If castration and the concentration camp for alcoholics, junkies, trollops and luckless fellows with a dose of the clap represents a ‘humane penal policy’, Draco himself would have difficulty in coming up with penalties that Patrick Parrinder would think severe. And if this represents ‘libertarian socialism’, thank God Michael Foot never became prime minister: half of us would be walking around without our testicles. Of course, it will be argued that Wells is merely engaging in Shavian shock tactics: in ‘real life’ he would never advocate anything as disgusting. But the fact that, if anything, Wells was more savage in his private thinking than he dared be in print is proved by a passage in a book which Wellsians seem to have neglected, Daniel Kevles’s In the Name of Eugenics (1985). Discussing attitudes to mass forcible sterilisation in the early 1900s, Kevles records:
In the United States, a strong consensus in favor of sterilisation – supporters ranged from Margaret Sanger [with whom Wells later had an affair] to Theodore Roosevelt [one of Wells’s American admirers] – grew among eugenicists. In Britain, no such consensus existed. Comparatively few British eugenicists were convinced of the necessity for the procedure, although among those who considered it were Francis Galton (‘except by sterilisation I cannot yet see any way of checking the produce of the unfit who are allowed their liberty and are below the reach of moral control’) and H.G. Wells, who pondered improving the human stock by ‘the sterilisation of failures’.

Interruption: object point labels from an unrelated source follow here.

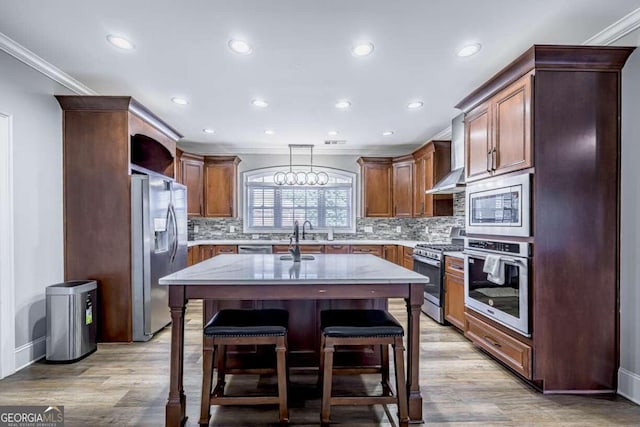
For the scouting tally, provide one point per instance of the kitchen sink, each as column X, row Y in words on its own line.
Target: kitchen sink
column 302, row 257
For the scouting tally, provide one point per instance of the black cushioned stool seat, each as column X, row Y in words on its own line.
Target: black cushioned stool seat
column 230, row 322
column 365, row 328
column 243, row 327
column 359, row 323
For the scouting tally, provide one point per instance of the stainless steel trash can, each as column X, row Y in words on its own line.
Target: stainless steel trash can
column 71, row 320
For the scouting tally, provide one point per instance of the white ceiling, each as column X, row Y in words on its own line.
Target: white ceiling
column 301, row 61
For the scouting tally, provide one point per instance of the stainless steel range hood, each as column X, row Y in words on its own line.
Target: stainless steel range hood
column 453, row 182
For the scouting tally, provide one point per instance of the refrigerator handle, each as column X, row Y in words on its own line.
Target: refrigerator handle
column 174, row 222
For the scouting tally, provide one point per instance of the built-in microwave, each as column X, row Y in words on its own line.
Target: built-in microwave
column 500, row 206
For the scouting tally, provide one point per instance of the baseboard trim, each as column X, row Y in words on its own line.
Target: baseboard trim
column 629, row 385
column 30, row 352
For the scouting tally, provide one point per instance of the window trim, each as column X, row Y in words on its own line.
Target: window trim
column 246, row 175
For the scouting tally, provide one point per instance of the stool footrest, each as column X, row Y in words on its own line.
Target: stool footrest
column 361, row 400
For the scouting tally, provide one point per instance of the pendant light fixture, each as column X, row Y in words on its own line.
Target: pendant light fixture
column 300, row 177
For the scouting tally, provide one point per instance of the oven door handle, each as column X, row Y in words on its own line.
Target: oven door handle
column 426, row 261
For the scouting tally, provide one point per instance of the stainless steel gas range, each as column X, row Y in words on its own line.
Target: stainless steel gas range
column 428, row 260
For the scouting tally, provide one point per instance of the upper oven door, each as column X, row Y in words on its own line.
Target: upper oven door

Kevles is drawing here on Wells’s hand written notes to one of Galton’s discussion papers, currently in the Galton archive at UCL (file 138/9). The date is 1904, and the full text of Wells’s comment is: ‘The way of Nature has always been to slay the hindmost, and there is still no other way, unless we can prevent those who would become the hindmost being born. It is in the sterilisation of failures and not in the selection of successes for breeding that the possibility of the improvement of the human stock lies.’
If there is a smoking gun in Wellsian scholarship, this chilling marginal observation – designed for no eyes other than Galton’s – is surely it. The either/or reasoning is stark. Either you kill (the ‘natural’ way) or you forcibly sterilise (the artificial way). Either you take these options, or the race fails. ‘Humane’ options do not exist. There is no evidence here of the recantation which Parrinder and Foot would have us believe intervened between Anticipations and A Modern Utopia. If anything, in 1904, Wells was thinking even nastier things than he had been in 1900.
Wells was not, as Michael Foot suggests, on the soft wing of the eugenics movement in 1900-5, he was in the minority on the ultra-hard wing. In the crucial years between 1900 and 1905 his views on eugenic purity and the means of achieving it did not soften, although he certainly grew more liberal on questions of race and immigration. Publicly, in A Modern Utopia, he advocated concentration camps and sterilisation for undesirables. Privately, he advocated (Kevles’s ‘pondered’ is too generous) solutions of a more final kind. Of course, other things being equal, Wells preferred the humane castrating shears to the inhumane gas chamber, but one or the other it had to be. Of course, as the decades passed, Wells moved from allegiance to negative eugenics (sterilisation of the unfit) to positive eugenics (rational marriage, contraception). Of course, as Parrinder and Foot are at pains to point out, he was an early critic of Mussolini. Traces of anti-semitism can be found peppering his work to the end; but,on the whole, he seems to have purged most of it from his system after 1900. Of course, a stray ‘Ich habe es nicht gewollt’ case can be made for Wells. It is possible that if he had lived to witness it, he – like his fellow Fabian Shaw – might have disbelieved the evidence of what the Nazis did.